I teach my students to focus on marketing and provide depth with stories and personal experiences. I get the impression that Tony believes these are mutually exclusive goals. I don’t.
By definition, every single person is an expert in their own life. The power of giving everyone a voice, which is what we do at Medium, is that we get to learn from every variation of expertise.
Medium, other writing platforms and social media sites have been trending in this direction for a while now. This trend is supported by the wants and needs of readers.
People are tired of hearing regurgitated and remixed ideas.
You should draw from your own life experiences to give advice or tell stories instead of having to ‘come up with’ content.
You will have to demonstrate how you’ve implemented what you’re talking about in your posts nowadays or else people won’t listen to you.
- Learn concepts, test them, then teach them
- Take an inventory of all the problems you’ve overcome, challenges you’ve faced, skills/lessons you’ve learned, and relevant stories you can share then use those as ideas for content
- You might, for a time, have to go out and get some more real-world experience before you start positioning yourself as an authority
I am in agreement with Tony and Medium’s thinking here.
He was right when he said:
There’s a lot of fake stuff everywhere else. We’re trying to help encourage writers to share the real stuff — real wisdom — and help give readers an opportunity to receive it.
If you’re a writer, especially if you’re a full-time writer, you start to pick up certain marketing skills. But I don’t think these marketing skills should be required for everyone. You shouldn’t be required to build your own mailing list, you shouldn’t have to learn SEO, you shouldn’t have to build a social media following. Yes, those are all valuable tools of the trade for professional writers — but they undercut the idea of social media giving a voice to everyone.
Maybe you shouldn’t be required to learn skills and build assets like an email list. But you have to if you want to be a professional writer. And many writers on Medium want to become professional writers.
I’d argue that if you removed all the people who are motivated by dreams of turning pro from Medium, the website would die. Medium was built by audience builders, not people who wrote one-off posts. Without all the content from these types of writers, Medium wouldn’t have grown to the size it did.
I am always wary of people who use collectivist phrases like ‘giving a voice to everyone.’ Never in human history has it worked to try to level up the playing field and redistribute wealth. Usually, everyone collectively just ends up worse off. Social media sites, writing platforms, and economies are built by outliers. Power laws make the world go around.
It does appear that Medium is going ‘Robinhood’ and taking views from the power writers and giving it to the up-and-comers, which is fine by me, but they shouldn’t be surprised when the power users leave. Many of them have.
“Medium is special because it’s a place where you can be heard just for sharing your academic research, or for being a great software engineer and telling people what you’ve learned, or for sharing new tools, techniques, or strategies as a designer. There’s a million definitions of merit that aren’t dependent on knowing how to market your writing.”

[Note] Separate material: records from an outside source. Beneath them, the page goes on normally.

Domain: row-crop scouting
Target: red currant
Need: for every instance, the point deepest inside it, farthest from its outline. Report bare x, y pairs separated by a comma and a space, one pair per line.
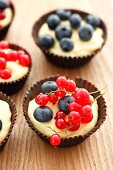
87, 114
4, 44
53, 98
5, 74
61, 82
60, 114
83, 97
71, 86
55, 140
60, 123
24, 60
74, 117
2, 63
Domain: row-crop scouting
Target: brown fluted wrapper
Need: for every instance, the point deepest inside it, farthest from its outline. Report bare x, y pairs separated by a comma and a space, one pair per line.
13, 116
4, 30
35, 90
14, 86
64, 61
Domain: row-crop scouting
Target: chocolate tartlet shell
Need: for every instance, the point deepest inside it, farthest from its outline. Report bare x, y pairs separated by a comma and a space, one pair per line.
13, 117
14, 86
35, 90
4, 30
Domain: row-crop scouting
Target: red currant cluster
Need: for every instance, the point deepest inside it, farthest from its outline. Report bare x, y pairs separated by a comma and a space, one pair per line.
7, 54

Tony’s right. There are definitions of merit that aren’t dependent on knowing how to market your writing, but that doesn’t discount the importance of marketing.
Pure merit doesn’t work as a model. It never has. Take business for example. You can have the best product in the world but if you have no method to get people to know about your product it doesn’t matter.
Tony’s advice is great for people who want to write as a hobby and create one-off posts from insights they gained from living life. There should be posts like these sprinkled into the mix. But if you want to become a writer and become a commercial success, you must understand that there’s no such thing as a meritocracy in the writing world. Promotion matters.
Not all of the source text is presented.